In the online video, Amnon Neumann says: “It would be an exaggeration to say we fought against the Palestinians. In fact there were almost no battles.” The Palestinians had no military, and they weren’t organized. Mostly, the villagers fled when the Jewish soldiers were ordered to clear convoy escort routes through what was then Arab-controlled territory. “They didn’t think they wouldn’t return. And no one imagined that a whole people would not return,” Neumann recalls. “We came to inherit the land from foreigners. That was the foundation of our thinking. We drove them out because of the Zionist ideology. Pure and simple.”
Neumann concedes that he didn’t see anything wrong with it. He says he was conditioned to it just like everybody else. “For 50 or 60 years I’ve been torturing myself about this. But what’s done is done. It was done under orders.”
Bronstein asks Neumann to describe an expulsion action, how it was done. “In some cases, we were ordered to destroy villages,” says Neumann. “We would drive there, and find that the men had already fled. We surrounded the village, started shooting in the air, and everybody started to scream, and we drove them out. The women and children went to Gaza. By morning no one was there.”
Zochrot has traversed a long road since its history-sign-erecting origins. Besides the ‘testimony’ meetings, the organization shows films and art exhibits at its studio, takes people on tours of historical places, conducts research, and publishes articles and guides. All this is designed to push the nakba deeper into Jewish awareness. The organization’s most courageous project is its school study guide (How do we say nakba in Hebrew?) and teacher training program.
Bronstein is the organization’s director of public outreach. “Zochrot has succeeded in creating a revolution in the attitude of Israelis to the nakba,” he says, “from almost absolute repression to an understanding that it was a meaningful traumatic event also for Israelis. I hope Zochrot becomes part of the mainstream of the one state we all live in after we overcome Zionism. I want to live with equality between Israelis and Palestinians.”
“Are most Israelis hostile to your work,” I ask. “Yes, of course I encounter hostility. Sometimes it gets a little scary. But it never develops into real violence. There have been times when very harsh words were used against me. For example, one national radio interviewer called me a murderer, Jew-hater, anti-semite.” Bronstein’s son Noam, who is nine, doesn’t tell his friends about his father’s work. “They are all Arab haters. But I also get a lot of support from Israelis, and others, who know that what I do is very important to our life in Israel.”
I ask Bronstein how he feels about living in the Jewish State of Israel. “Of course, I feel shame and anger sometimes, to be an Israeli. My country does terrible things to the Palestinians.
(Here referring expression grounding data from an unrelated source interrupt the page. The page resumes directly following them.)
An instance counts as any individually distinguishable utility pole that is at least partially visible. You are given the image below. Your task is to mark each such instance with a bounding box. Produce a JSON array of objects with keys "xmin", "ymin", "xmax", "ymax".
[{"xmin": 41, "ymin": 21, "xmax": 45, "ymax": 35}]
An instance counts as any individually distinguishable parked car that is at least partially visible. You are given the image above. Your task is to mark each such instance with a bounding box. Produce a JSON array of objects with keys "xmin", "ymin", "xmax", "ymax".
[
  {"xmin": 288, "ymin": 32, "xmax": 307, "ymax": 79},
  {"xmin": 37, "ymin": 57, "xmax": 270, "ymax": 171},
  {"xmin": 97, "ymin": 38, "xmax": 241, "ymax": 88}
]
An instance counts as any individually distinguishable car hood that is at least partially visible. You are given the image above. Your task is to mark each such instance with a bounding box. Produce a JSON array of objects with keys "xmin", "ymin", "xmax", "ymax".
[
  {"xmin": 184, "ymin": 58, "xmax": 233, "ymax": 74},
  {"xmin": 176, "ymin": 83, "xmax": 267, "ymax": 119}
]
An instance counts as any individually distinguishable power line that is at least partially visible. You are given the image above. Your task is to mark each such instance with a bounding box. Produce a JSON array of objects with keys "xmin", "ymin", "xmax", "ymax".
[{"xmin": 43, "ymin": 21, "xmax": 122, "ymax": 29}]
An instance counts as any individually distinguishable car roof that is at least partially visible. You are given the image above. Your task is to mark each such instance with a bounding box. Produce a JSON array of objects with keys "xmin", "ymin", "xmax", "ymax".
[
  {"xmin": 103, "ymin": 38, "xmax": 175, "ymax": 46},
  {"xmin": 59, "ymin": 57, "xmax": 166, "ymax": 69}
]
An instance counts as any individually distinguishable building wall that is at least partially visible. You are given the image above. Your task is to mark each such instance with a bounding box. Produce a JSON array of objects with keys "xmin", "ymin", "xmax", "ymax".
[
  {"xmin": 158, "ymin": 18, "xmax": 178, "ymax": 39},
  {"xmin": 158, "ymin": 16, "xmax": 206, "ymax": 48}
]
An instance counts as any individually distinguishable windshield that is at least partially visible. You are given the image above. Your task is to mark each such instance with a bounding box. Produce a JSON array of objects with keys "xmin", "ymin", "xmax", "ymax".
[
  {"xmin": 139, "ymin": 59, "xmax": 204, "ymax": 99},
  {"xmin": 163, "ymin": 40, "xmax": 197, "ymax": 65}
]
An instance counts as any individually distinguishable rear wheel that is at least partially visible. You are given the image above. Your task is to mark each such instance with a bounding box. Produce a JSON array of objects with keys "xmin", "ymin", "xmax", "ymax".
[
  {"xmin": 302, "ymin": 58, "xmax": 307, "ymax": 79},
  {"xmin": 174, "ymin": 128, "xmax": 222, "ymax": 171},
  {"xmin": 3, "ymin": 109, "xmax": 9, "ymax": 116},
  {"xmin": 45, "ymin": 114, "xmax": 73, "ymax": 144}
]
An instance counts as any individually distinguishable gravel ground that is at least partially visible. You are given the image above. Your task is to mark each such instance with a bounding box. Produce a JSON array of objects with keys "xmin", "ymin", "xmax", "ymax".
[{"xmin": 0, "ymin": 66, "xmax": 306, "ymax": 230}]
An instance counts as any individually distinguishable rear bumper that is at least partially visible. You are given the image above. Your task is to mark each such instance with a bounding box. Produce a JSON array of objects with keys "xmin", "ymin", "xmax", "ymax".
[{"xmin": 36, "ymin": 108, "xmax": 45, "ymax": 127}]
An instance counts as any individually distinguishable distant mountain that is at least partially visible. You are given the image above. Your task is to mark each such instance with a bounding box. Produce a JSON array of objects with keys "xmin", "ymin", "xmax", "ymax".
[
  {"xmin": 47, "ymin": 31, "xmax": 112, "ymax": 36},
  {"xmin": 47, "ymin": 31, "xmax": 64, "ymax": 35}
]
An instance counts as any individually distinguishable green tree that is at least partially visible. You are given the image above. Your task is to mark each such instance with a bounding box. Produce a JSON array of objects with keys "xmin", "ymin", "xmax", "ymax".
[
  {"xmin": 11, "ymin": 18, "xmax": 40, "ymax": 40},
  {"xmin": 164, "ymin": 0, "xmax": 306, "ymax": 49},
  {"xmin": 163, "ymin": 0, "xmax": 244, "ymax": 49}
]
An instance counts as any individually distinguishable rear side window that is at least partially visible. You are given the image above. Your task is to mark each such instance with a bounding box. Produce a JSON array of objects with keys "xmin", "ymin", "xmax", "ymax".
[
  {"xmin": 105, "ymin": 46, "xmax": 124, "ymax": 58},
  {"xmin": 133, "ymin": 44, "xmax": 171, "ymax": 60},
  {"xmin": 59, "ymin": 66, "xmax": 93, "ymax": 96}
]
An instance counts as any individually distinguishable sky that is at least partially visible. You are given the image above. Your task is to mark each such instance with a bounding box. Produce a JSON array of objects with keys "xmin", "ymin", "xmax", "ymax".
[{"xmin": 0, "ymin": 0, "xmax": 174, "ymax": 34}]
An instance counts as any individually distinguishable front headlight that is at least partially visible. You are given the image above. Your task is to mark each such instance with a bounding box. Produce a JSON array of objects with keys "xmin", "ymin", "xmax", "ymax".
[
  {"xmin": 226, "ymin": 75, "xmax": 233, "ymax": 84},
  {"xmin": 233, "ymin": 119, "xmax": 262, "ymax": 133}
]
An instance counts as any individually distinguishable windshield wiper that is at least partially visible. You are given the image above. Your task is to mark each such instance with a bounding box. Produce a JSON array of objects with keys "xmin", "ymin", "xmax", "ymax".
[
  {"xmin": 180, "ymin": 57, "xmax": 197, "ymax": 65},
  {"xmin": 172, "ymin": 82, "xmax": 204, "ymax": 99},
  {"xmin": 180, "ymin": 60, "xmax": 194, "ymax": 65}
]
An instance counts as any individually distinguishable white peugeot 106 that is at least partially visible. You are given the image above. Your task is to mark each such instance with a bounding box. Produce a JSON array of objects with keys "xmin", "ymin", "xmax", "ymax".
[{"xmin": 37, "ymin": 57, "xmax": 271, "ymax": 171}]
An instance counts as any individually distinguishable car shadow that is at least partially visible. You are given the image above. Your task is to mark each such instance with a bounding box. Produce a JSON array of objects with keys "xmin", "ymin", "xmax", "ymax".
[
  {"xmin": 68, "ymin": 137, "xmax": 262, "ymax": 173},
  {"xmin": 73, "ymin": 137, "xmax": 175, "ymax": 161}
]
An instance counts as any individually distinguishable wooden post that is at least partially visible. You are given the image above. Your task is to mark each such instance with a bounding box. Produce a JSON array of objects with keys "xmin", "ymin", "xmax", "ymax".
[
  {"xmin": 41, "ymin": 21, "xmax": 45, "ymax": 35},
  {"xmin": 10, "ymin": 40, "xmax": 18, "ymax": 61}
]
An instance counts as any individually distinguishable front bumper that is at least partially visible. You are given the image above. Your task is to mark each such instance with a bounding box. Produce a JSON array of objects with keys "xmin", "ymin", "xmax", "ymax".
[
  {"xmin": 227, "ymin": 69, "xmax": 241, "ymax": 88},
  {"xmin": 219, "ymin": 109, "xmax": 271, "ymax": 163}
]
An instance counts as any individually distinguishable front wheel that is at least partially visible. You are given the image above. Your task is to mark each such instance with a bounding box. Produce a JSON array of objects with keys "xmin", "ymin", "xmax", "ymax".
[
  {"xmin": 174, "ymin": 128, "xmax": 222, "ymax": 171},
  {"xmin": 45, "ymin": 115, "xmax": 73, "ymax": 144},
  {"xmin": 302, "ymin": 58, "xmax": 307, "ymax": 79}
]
And also to Jews, by turning them into occupiers and oppressors.” Bronstein hopes the work of Zochrot will eventually make it possible to reconcile with the Palestinians. But that would only happen if Israelis recognize the nakba and their the right to return to their homeland. “Without reconciliation, we will be forced to live as occupiers forever, and we will live in a violent and repressive state.”
I think back to how I felt leaving Israel in 1977, almost immediately after my military service, without any desire to live in a Jewish state, nor the resolve or courage to fight for truth and justice. Following Bronstein’s work with Zochrot gives me a small sense of vicarious redemption. Together with Morris, Ben Bassat, Neumann, he’s making history.